Monday, 1 October 2007

Help wanted

St Louis-Marie
Yesterday's weather: Lovely, sunny and warm

We have been looking at the possibility of a trip back to the UK before Christmas. The main purpose of which is to visit family and friends in a flying visit which will pack in as many people as possible in as few days as possible. In order to do this we are looking for a cattery or cat sitter.

I probably should put a notice in the local paper: 'Staff wanted'. All they really want is someone to open and close the door for them all day long and feed them on demand. Their time is their own and they spend most of the day in the garden or off hunting in the copse, popping back now and then for a light snack of chrunchy biscuits flavoured with heaven-knows-what and added vitamins. All summer long the kitchen door has sat open for them except in the most extreme heat (rare this year) and howling gale when they are more than likely to bt tucked up in a cosy corner inside.

Now we have hit the season of mists and mellow fruitfulness it is becoming chilly in the kitchen in the late afternoon and we tend to close the door earlier than the cats would like. Hence we spend a good couple of hours letting them in and out, one after the other.

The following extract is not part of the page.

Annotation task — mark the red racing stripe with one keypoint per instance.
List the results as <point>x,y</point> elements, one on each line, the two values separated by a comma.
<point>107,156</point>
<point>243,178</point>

It is a trait of the Maine Coon that they are snackers and will eat several small meals in one day rather than one or two larger meals as most of our previous moggies did. Ours even take their snacks in small portions and will snack over fifteen minutes or more popping outside to check that the garden is secure from some invisible threat between nibbles. This can mean a lot of opening and closing doors.

They have different ways of dealing with the closed door which is glass from top to bottom. Jazz will sit outside and fix me with a hard stare, knowing that I can't resist letting her in as she can be a rare visitor home sometimes. Misty approaches the door and looks bewildered.

'I know there's a way through here, but I can't work out what it is.' She seems to be thinking. Occasionally she will pat the door with her paw as if she can't believe that there is glass in the way or is it some kind of invisible force field like in Star Trek? Eventually she will give a half mew which is impossible to resist and miraculously the door is opened for her.

Figaro knows exactly what he needs to do. He will stride right up to the door and if it is shut he will attack it with both front paws, as if trying to run up it until we let him in. Sometimes if we are busy we don't react immediately and he will try the same tactic from the kitchen window ledge insisting that if the door doesn't open then surely the window will. If that doesn't work he will try a mixture of shouting to us and trying to run up the window or door at the same time. Which usually produces the required result.

He will then stroll into the kitchen, look us up and down as if to say:

'You just can't get the staff these days'.

If you know of anyone who would like to spend a few days as unpaid doorman to three delightful cats once in a while do let me know. Otherwise we will be saying (with apologies to Shakespeare) 'Get thee to a cattery'.

1 comment:

SusieK said...

I wish I could find the obit. for Donald Wiseman, a journalist. I know have it somewhere. He was such a character. His obit quoted one of his reports that began: "I was sitting on the veranda of my hotel, taking my dinner, when an African fell in my soup."